适用于 Python 的 Azure 认知服务计算机视觉 SDK

2023-11-10

使用计算机视觉服务，开发人员可以访问用于处理图像并返回信息的高级算法。计算机视觉算法根据你感兴趣的视觉特征，通过不同的方式分析图像的内容。

分析图像
获取主题域列表
按域分析图像
获取图像的文本说明
获取图像中的手写文本
生成缩略图

有关此服务的详细信息，请参阅什么是计算机视觉？。

想要更多文档？

先决条件

Python 3.6+
计算机视觉密钥和关联的终结点。创建 ComputerVisionClient 客户端对象的实例时需要使用这些值。使用以下其中一种方法获取这些值。

如果你拥有 Azure 订阅

在订阅中创建资源的最简单方法是使用以下 Azure CLI 命令。这样会创建一个认知服务密钥，该密钥可以在许多认知服务中使用。需要选择现有的资源组名称（例如“my-cogserv-group”）和新的计算机视觉资源名称（例如“my-computer-vision-resource”）。

RES_REGION=chinanorth
RES_GROUP=<resourcegroup-name>
ACCT_NAME=<computervision-account-name>

az cognitiveservices account create \
    --resource-group $RES_GROUP \
    --name $ACCT_NAME \
    --location $RES_REGION \
    --kind CognitiveServices \
    --sku S0 \
    --yes

安装 SDK

安装包含 pip 的适用于 Python 的 Azure 认知服务计算机视觉 SDK 包：

pip install azure-cognitiveservices-vision-computervision

身份验证

创建计算机视觉资源后，需要使用该资源的终结点及其帐户密钥之一来实例化客户端对象。

创建 ComputerVisionClient 客户端对象的实例时需要使用这些值。

例如，使用 Bash 终端设置环境变量：

ACCOUNT_ENDPOINT=<resourcegroup-name>
ACCT_NAME=<computervision-account-name>

对于 Azure 订阅用户，请获取密钥和终结点的凭据

如果忘记了终结点和密钥，可以使用以下方法找到它们。如需创建密钥和终结点，则可使用适用于 Azure 订阅持有人的方法。

使用以下 Azure CLI 代码片段在两个环境变量中填充计算机视觉帐户的终结点及其密钥之一（也可以在 Azure 门户中找到这些值）。此代码片段已针对 Bash shell 格式化。

RES_GROUP=<resourcegroup-name>
ACCT_NAME=<computervision-account-name>

export ACCOUNT_ENDPOINT=$(az cognitiveservices account show \
    --resource-group $RES_GROUP \
    --name $ACCT_NAME \
    --query endpoint \
    --output tsv)

export ACCOUNT_KEY=$(az cognitiveservices account keys list \
    --resource-group $RES_GROUP \
    --name $ACCT_NAME \
    --query key1 \
    --output tsv)

创建客户端

从环境变量获取终结点和密钥，然后创建 ComputerVisionClient 客户端对象。
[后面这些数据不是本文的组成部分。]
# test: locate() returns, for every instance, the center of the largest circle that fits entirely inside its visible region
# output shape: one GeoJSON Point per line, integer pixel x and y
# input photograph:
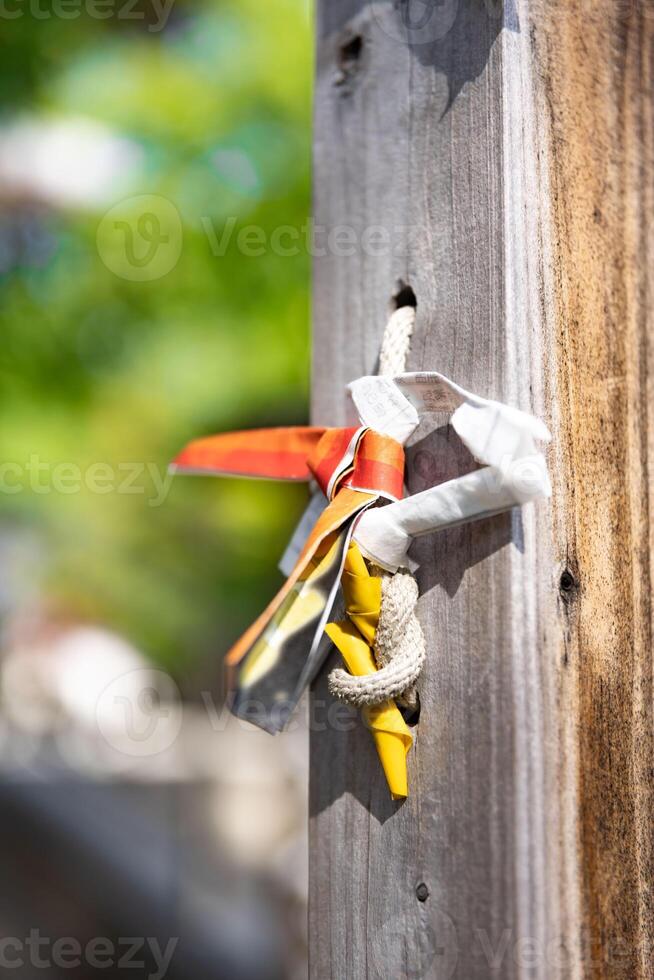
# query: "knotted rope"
{"type": "Point", "coordinates": [399, 648]}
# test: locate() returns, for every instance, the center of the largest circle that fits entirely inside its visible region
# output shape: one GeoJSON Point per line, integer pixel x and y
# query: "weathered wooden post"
{"type": "Point", "coordinates": [498, 159]}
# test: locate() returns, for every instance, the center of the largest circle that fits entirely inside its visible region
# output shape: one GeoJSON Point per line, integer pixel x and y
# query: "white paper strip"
{"type": "Point", "coordinates": [495, 434]}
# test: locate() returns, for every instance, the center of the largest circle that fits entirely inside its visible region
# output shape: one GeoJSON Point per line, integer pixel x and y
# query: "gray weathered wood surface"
{"type": "Point", "coordinates": [506, 151]}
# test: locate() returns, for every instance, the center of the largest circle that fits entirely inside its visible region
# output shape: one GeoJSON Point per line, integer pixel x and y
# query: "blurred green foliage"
{"type": "Point", "coordinates": [95, 368]}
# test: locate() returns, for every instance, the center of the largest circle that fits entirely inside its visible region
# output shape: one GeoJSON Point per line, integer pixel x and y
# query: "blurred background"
{"type": "Point", "coordinates": [154, 182]}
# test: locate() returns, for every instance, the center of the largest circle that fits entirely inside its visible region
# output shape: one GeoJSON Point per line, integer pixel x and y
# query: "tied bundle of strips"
{"type": "Point", "coordinates": [355, 638]}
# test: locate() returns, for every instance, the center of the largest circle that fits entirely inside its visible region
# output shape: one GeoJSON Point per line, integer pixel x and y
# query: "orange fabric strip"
{"type": "Point", "coordinates": [279, 454]}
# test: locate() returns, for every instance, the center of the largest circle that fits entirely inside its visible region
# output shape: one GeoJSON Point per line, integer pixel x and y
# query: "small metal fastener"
{"type": "Point", "coordinates": [422, 892]}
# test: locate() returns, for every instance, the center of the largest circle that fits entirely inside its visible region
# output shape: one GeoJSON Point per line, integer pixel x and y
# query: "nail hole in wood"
{"type": "Point", "coordinates": [412, 715]}
{"type": "Point", "coordinates": [422, 892]}
{"type": "Point", "coordinates": [568, 585]}
{"type": "Point", "coordinates": [404, 296]}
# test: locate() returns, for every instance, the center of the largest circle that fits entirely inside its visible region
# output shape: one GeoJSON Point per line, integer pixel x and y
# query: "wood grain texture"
{"type": "Point", "coordinates": [508, 161]}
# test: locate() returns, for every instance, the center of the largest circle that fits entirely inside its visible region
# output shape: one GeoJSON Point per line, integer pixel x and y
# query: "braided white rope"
{"type": "Point", "coordinates": [400, 647]}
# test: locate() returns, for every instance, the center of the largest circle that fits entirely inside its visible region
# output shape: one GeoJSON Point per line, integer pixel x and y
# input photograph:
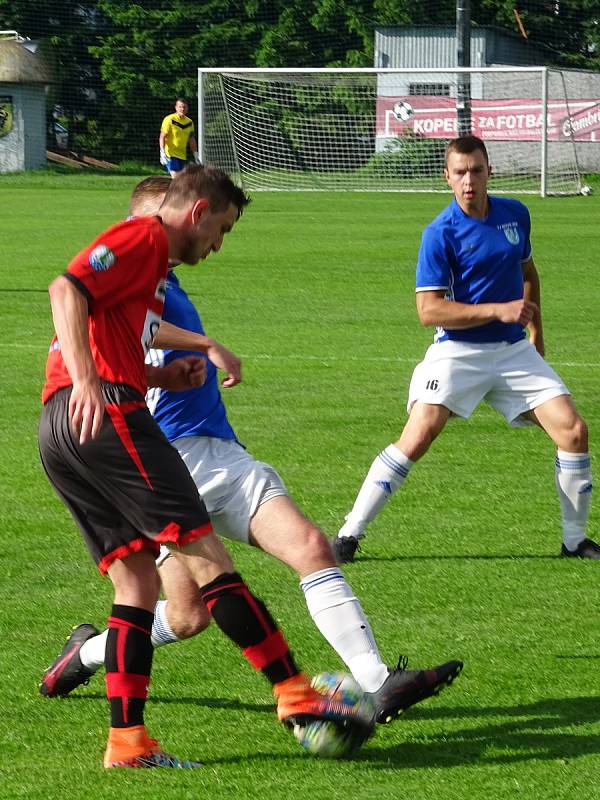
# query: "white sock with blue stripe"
{"type": "Point", "coordinates": [162, 633]}
{"type": "Point", "coordinates": [387, 474]}
{"type": "Point", "coordinates": [340, 618]}
{"type": "Point", "coordinates": [573, 479]}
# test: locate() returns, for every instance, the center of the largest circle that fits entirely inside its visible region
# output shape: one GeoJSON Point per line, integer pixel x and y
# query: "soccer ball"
{"type": "Point", "coordinates": [403, 111]}
{"type": "Point", "coordinates": [343, 737]}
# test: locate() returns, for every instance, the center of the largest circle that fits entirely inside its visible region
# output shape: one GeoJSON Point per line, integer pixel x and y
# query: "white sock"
{"type": "Point", "coordinates": [92, 651]}
{"type": "Point", "coordinates": [387, 474]}
{"type": "Point", "coordinates": [340, 618]}
{"type": "Point", "coordinates": [573, 479]}
{"type": "Point", "coordinates": [162, 633]}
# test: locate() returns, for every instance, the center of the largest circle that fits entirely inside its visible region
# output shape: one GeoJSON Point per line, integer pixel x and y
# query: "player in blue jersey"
{"type": "Point", "coordinates": [247, 501]}
{"type": "Point", "coordinates": [478, 284]}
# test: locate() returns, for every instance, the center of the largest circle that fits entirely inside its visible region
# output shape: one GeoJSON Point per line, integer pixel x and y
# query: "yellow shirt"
{"type": "Point", "coordinates": [178, 131]}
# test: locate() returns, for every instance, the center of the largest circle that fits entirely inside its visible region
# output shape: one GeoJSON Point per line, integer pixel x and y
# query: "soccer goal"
{"type": "Point", "coordinates": [386, 130]}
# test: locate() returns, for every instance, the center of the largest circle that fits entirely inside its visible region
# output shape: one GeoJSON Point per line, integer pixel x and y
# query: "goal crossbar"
{"type": "Point", "coordinates": [385, 129]}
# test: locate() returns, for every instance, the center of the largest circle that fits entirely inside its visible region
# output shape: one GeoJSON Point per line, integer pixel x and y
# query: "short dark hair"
{"type": "Point", "coordinates": [148, 195]}
{"type": "Point", "coordinates": [198, 181]}
{"type": "Point", "coordinates": [465, 145]}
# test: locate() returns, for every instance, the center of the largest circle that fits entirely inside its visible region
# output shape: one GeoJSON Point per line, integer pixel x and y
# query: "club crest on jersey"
{"type": "Point", "coordinates": [511, 231]}
{"type": "Point", "coordinates": [101, 258]}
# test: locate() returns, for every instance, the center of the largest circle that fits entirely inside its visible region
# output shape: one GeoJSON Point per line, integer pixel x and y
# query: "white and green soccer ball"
{"type": "Point", "coordinates": [338, 738]}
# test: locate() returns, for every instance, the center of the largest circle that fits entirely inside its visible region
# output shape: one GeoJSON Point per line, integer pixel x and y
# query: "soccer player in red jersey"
{"type": "Point", "coordinates": [125, 485]}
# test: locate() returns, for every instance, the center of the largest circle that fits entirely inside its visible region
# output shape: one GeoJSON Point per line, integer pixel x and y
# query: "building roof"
{"type": "Point", "coordinates": [24, 62]}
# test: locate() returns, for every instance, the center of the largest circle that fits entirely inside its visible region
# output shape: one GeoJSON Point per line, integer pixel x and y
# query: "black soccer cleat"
{"type": "Point", "coordinates": [67, 672]}
{"type": "Point", "coordinates": [588, 548]}
{"type": "Point", "coordinates": [405, 687]}
{"type": "Point", "coordinates": [344, 548]}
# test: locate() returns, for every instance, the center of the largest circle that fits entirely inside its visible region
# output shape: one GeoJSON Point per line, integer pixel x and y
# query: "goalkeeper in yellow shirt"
{"type": "Point", "coordinates": [176, 133]}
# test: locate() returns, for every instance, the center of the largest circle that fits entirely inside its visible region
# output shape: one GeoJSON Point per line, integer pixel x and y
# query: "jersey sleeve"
{"type": "Point", "coordinates": [116, 264]}
{"type": "Point", "coordinates": [433, 266]}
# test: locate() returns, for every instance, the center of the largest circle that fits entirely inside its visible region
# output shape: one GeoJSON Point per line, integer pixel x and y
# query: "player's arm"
{"type": "Point", "coordinates": [531, 283]}
{"type": "Point", "coordinates": [173, 338]}
{"type": "Point", "coordinates": [179, 375]}
{"type": "Point", "coordinates": [194, 148]}
{"type": "Point", "coordinates": [70, 315]}
{"type": "Point", "coordinates": [161, 144]}
{"type": "Point", "coordinates": [434, 309]}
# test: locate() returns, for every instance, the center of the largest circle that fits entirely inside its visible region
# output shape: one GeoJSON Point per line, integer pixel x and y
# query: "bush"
{"type": "Point", "coordinates": [408, 156]}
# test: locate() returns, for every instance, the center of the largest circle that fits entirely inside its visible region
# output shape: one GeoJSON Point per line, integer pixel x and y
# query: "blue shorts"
{"type": "Point", "coordinates": [175, 164]}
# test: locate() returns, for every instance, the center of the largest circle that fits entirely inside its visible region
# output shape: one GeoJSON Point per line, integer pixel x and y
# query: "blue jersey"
{"type": "Point", "coordinates": [477, 261]}
{"type": "Point", "coordinates": [196, 412]}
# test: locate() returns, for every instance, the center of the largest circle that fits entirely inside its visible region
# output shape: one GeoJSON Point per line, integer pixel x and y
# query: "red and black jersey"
{"type": "Point", "coordinates": [123, 276]}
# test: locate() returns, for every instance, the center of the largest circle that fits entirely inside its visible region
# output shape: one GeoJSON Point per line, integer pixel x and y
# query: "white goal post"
{"type": "Point", "coordinates": [386, 129]}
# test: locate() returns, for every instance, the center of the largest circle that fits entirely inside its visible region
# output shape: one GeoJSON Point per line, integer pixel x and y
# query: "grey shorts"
{"type": "Point", "coordinates": [128, 488]}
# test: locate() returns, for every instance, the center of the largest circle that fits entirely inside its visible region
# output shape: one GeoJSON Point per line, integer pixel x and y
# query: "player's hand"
{"type": "Point", "coordinates": [227, 361]}
{"type": "Point", "coordinates": [521, 311]}
{"type": "Point", "coordinates": [86, 409]}
{"type": "Point", "coordinates": [182, 374]}
{"type": "Point", "coordinates": [537, 340]}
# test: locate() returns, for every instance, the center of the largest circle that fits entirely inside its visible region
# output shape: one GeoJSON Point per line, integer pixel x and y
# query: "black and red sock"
{"type": "Point", "coordinates": [246, 621]}
{"type": "Point", "coordinates": [128, 662]}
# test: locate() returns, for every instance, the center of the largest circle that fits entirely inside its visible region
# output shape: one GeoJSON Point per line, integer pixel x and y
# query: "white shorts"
{"type": "Point", "coordinates": [512, 378]}
{"type": "Point", "coordinates": [230, 481]}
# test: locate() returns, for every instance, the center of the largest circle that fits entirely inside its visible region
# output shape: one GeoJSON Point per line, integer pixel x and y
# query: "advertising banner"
{"type": "Point", "coordinates": [492, 120]}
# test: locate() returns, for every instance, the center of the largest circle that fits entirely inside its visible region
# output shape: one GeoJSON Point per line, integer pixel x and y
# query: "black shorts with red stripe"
{"type": "Point", "coordinates": [128, 488]}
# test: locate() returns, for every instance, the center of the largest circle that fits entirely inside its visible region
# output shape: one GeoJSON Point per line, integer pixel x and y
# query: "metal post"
{"type": "Point", "coordinates": [544, 155]}
{"type": "Point", "coordinates": [463, 59]}
{"type": "Point", "coordinates": [201, 115]}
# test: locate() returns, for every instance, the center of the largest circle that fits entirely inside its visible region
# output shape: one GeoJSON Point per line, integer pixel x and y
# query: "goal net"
{"type": "Point", "coordinates": [386, 130]}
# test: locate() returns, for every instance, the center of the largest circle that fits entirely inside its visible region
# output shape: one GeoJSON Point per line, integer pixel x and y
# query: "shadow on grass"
{"type": "Point", "coordinates": [555, 729]}
{"type": "Point", "coordinates": [463, 557]}
{"type": "Point", "coordinates": [549, 730]}
{"type": "Point", "coordinates": [204, 702]}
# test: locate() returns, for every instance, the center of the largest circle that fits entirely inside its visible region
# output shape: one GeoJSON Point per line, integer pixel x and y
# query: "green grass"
{"type": "Point", "coordinates": [315, 292]}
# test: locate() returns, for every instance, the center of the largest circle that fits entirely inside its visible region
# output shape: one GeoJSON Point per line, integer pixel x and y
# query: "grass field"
{"type": "Point", "coordinates": [315, 292]}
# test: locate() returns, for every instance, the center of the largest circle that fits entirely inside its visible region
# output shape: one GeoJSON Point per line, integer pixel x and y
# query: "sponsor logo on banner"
{"type": "Point", "coordinates": [583, 124]}
{"type": "Point", "coordinates": [101, 258]}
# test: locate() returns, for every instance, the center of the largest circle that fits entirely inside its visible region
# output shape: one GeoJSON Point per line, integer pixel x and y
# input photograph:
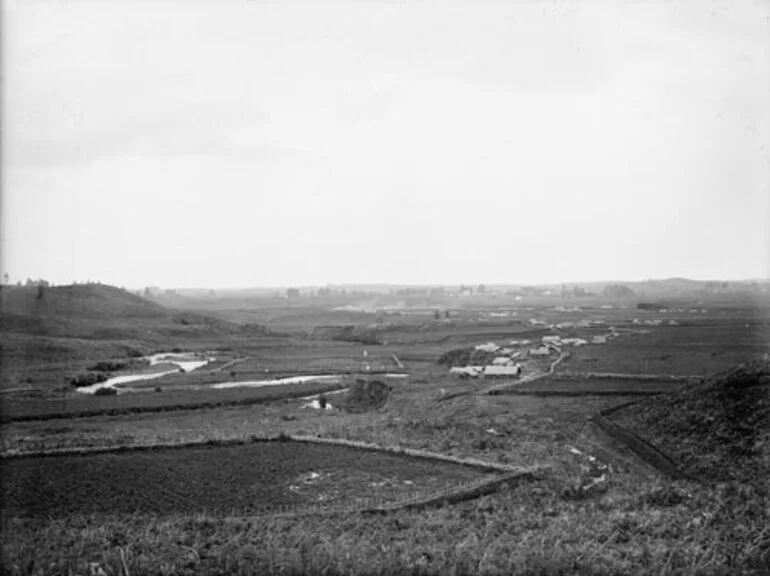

from azure.cognitiveservices.vision.computervision import ComputerVisionClient
from azure.cognitiveservices.vision.computervision.models import VisualFeatureTypes
from msrest.authentication import CognitiveServicesCredentials

# Get endpoint and key from environment variables
import os
endpoint = os.environ['ACCOUNT_ENDPOINT']
key = os.environ['ACCOUNT_KEY']

# Set credentials
credentials = CognitiveServicesCredentials(key)

# Create client
client = ComputerVisionClient(endpoint, credentials)

示例

在使用以下任何任务前，需要 ComputerVisionClient 客户端对象。

分析图像

可以使用 analyze_image 分析图像中的某些特征。使用 visual_features 属性设置针对图像执行的分析类型。常用值为 VisualFeatureTypes.tags 和 VisualFeatureTypes.description。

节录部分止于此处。